Beastly by Alex Flinn

With the movie already out in theaters, this may seem a bit late. . . however, I told myself I had to read and blog the book before I would allow myself to go see it in theaters. I wanted to use my own imagination before I had Vanessa Hudgens and Alex Pettyfer's faces dominating my brain. I'm not sure how well that worked though. . .

Since I just finished the book, I figured I would go ahead and review it BEFORE I see the movie and then once I see the movie (sometime this weekend) I will discuss how I felt about both of them. I've already noticed a few discrepancies with the movie from the previews alone. . .

Kyle Kingsbury is a spoiled NYC prep boy. He lives in a fancy Manhattan apartment with his father-- a newsanchor who is rarely home and he's nominated for 9th grade prince for his school dance. He doesn't care about anyone but himself. He has a girlfriend named Sloane who is just as self-absorbed and focused on popularity as he is and Kyle fails to respect those who are "below" him.

As a joke, Kyle asks Kendra-- an overweight goth girl-- to go with him to the dance, knowing he had no intentions of going with her. His girlfriend, Sloane demands an orchid for her corsage, but instead of getting the corsage, he sends his housekeeper, Magda. Magda finds the beauty in a white rose and gives it to Kyle to give to Sloane.
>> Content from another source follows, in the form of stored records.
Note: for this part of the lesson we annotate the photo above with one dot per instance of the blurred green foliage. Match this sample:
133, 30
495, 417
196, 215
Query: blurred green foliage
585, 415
Sloane has a hissey fit about the rose and Kyle ends up giving it to a girl who is taking tickets at the dance.

When Kendra shows up without a ticket, Kyle blows her off after insulting her, but its Kendra who has the final word. She leaves Kyle with a simple warning, "You'll see." and leaves the dance.

Kyle's world is turned upside down when he gets home from Sloane's after the dance. Kendra is there, but she's not just a high school girl. She transforms Kyle into what he was inside-- a horrible beast. She tells him that he has 2 years to find a girl to love and to be loved by her in return or he will be DOOMED to remain a beast forever. Kendra also bestows on him, a magic mirror to see the world with and warns him NOT to break the mirror.

Kyle only has 2 years to find a girl and once his father locks him away in a Brooklyn Brownstone with his housekeeper, Magda and a blind tutor named Will, he looses all hope. It isn't until a drug adict breaks into the greenhouse he built that hope begins to blossom again. . .

This is probably one of my FAVORITE retellings of a classic tale. I never thought to think about things from the Beast's perspective, mainly because I'm a girl. However,  I LOVED how Alex Flinn was able to break into the Beast's mind, show us what lead to his becoming the creature we've grown to love through Disney and through him into 21st Century America. In the decade where we are obsessed with shows like Pretty Little Liars and Gossip Girl, it's great to see something from a guys p.o.v. I found myself repulsed by Kyle in the beginning, but loving and rooting for him in the end. Even though I was pretty sure how the book would end, I was still facsinated and engrossed in the way Alex Flinn was able to make Kyle's journey from Beast to Man occur.

This book deserves 4 dragonflies: I love it, recommend it, and someone is getting Beastly as a gift sometime this year.